Anastasia Tsoumbanos and Natalia Kapourelakos have probably never felt so relieved to be setting up tables and chairs.
They had much bigger concerns on April 5, 2014, when the function hall they owned, Lakeview Pavilion in Foxborough, burned down just after a couple said their wedding vows. The nearly 110-year-old structure was destroyed by a discarded cigarette, but the wedding guests and workers all made it out safely.
Now, the two sisters are gearing up for their first wedding celebration since that fateful night. The big event is scheduled for Friday.
“This is our passion,” Tsoumbanos said. “We love this industry. We had no doubt we wanted to rebuild.”
The sisters said their new facility cost $7 million. Much of the expense was covered by insurance, but they said they wanted to make the new building bigger, beyond what the policy would cover. The old facility was about 16,000 square feet in size. This one, they said, is 25,000.

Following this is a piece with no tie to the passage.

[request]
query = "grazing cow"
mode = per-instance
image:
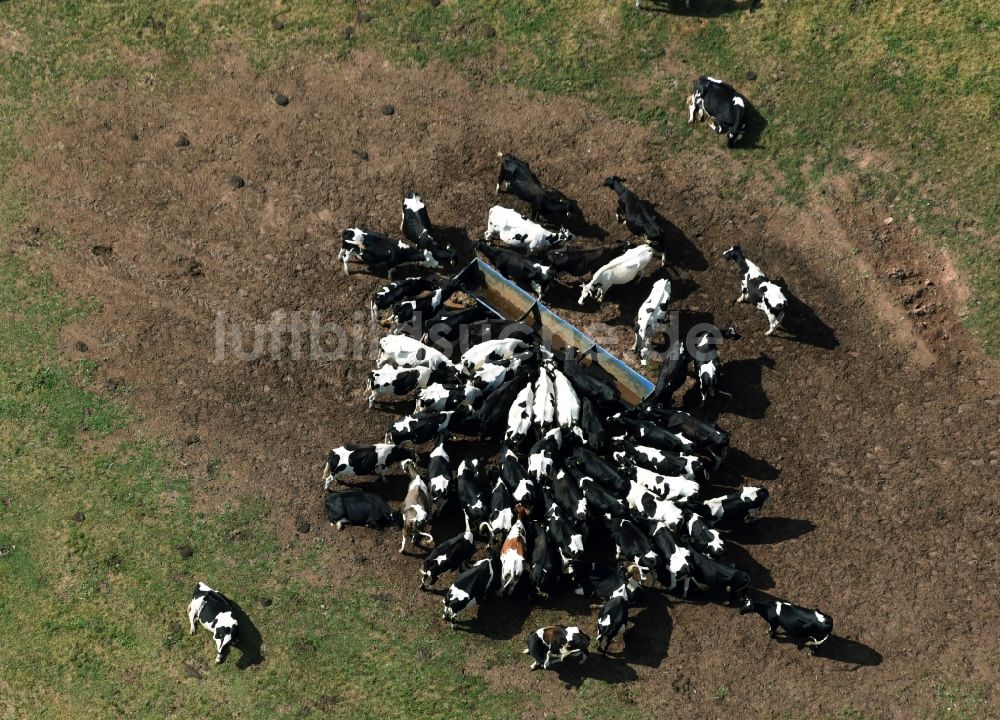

One of the biggest differences: The new function hall can accommodate two weddings, while the old building could only handle one at a time. One of the new ballrooms can accommodate as many as 165 people, while the other has room for 400. (The rooms can also be combined for as many as 500 guests.)
Each of the ballrooms, Kapourelakos said, has a private entrance, bridal suite, cocktail area, and outdoor deck.
The old building was a retrofitted ballroom-dancing hall. But this time around, the sisters were able to tailor the structure for their specific needs.
“We made every decision about the design and features about the new venue with the brides and grooms in mind,” Kapourelakos said. “It still has the high ceilings [but] it’s more modern right now. . . . We changed to an all-white decor so our venue would be like a blank canvas for the brides to decorate with their own special touches.”
Architect Lou Allevato said he aimed for a simple design without many flourishes. He also envisioned a building that would impress brides, grooms, and their parties as they pulled up for the big event.
“To see it rising from what were the ashes of that devastating event, it’s really quite fulfilling,” said Allevato, whose firm, Allevato Architects Inc., is based in Franklin. “Anastasia and Natalia were absolutely committed to making one of the best wedding venues in this part of the country.”